In 2019, the Finance Ministry pulled a fast one on economic watchers by claiming the government was going to expend GHC 8.5 in capital expenditure, however, a few months afterwards during the mid-year budget review he slashed the amount back to levels equivalent to 2016.
“… in the mid-year budget, government has slashed this amount by one-tenth (GH¢819.9 million) to GH¢7.7 billion, about its 2016 level,” Mr. Mensah noted.
The abysmal levels of the current government’s capital expenditure is reflected in its proportion to the GDP which as low as it was in 2015- at 2.2 per cent of GDP.
Conversely while the government is not showing interest in Ghana’s long term assets, it is blowing funds on recurrent expenditures such as Goods and Services, „Over the same period, expenditure on goods and services grew from 0.8 per cent of GDP to a projected 2.0 per cent of GDP in 2019, which is nearly as much as what is going into capital investment.”

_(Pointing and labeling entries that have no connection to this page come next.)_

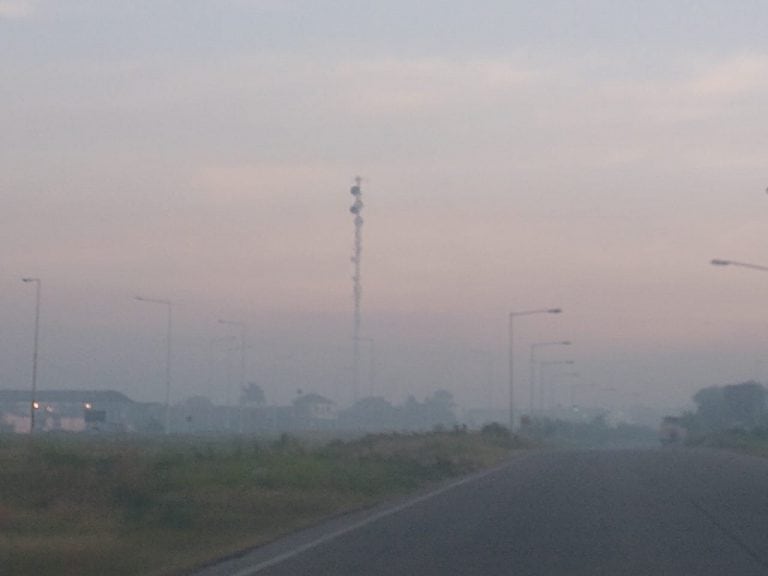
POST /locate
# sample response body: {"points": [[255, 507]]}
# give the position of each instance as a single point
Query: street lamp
{"points": [[719, 262], [535, 346], [512, 316], [33, 400], [169, 306]]}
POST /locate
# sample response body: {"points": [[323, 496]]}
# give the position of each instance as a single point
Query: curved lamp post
{"points": [[512, 316]]}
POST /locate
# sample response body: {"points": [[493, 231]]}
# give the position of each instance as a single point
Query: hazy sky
{"points": [[593, 155]]}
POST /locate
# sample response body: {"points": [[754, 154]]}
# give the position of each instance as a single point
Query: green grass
{"points": [[86, 506]]}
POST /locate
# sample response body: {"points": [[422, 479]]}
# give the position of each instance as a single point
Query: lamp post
{"points": [[535, 346], [512, 316], [33, 400], [719, 262], [169, 305]]}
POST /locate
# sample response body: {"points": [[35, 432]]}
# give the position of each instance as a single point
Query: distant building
{"points": [[75, 411]]}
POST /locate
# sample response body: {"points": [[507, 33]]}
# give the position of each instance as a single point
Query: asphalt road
{"points": [[658, 512]]}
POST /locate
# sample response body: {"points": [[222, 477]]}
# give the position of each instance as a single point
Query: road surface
{"points": [[657, 512]]}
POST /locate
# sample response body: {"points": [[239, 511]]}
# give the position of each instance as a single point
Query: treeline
{"points": [[377, 414], [728, 416]]}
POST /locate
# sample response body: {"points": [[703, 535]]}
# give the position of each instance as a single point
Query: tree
{"points": [[253, 394]]}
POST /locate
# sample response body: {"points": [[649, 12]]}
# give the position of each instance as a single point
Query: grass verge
{"points": [[90, 506]]}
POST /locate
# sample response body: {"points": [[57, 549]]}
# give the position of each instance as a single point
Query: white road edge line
{"points": [[371, 519]]}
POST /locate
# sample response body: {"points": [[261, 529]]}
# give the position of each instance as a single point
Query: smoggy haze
{"points": [[515, 155]]}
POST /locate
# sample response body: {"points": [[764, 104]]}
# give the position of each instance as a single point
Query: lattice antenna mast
{"points": [[357, 209]]}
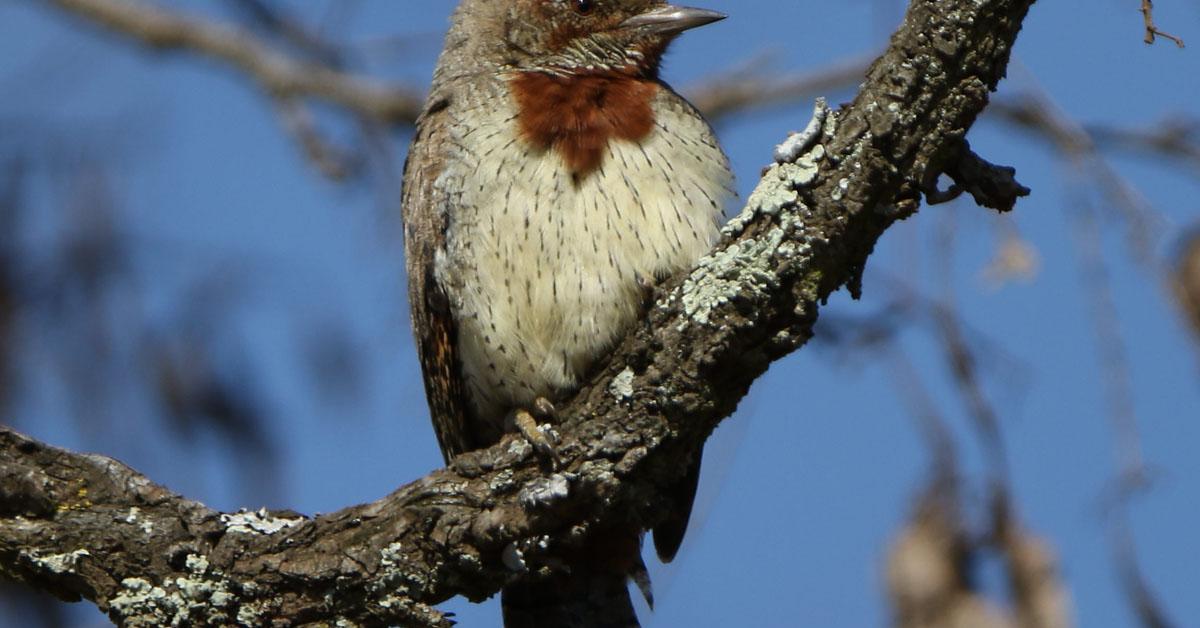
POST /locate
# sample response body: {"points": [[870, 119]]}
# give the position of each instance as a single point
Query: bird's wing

The Akufo Addo administration has been under fire for not investing in infrastructure like its immediate predecessors yet had accumulated more public debt that all of them combined.
Under the administration, road contractors have been up in arms for almost three years over unpaid arrears for road projects. Also, partly completed projects like hospitals, school buildings, among others have virtually been abandoned completely.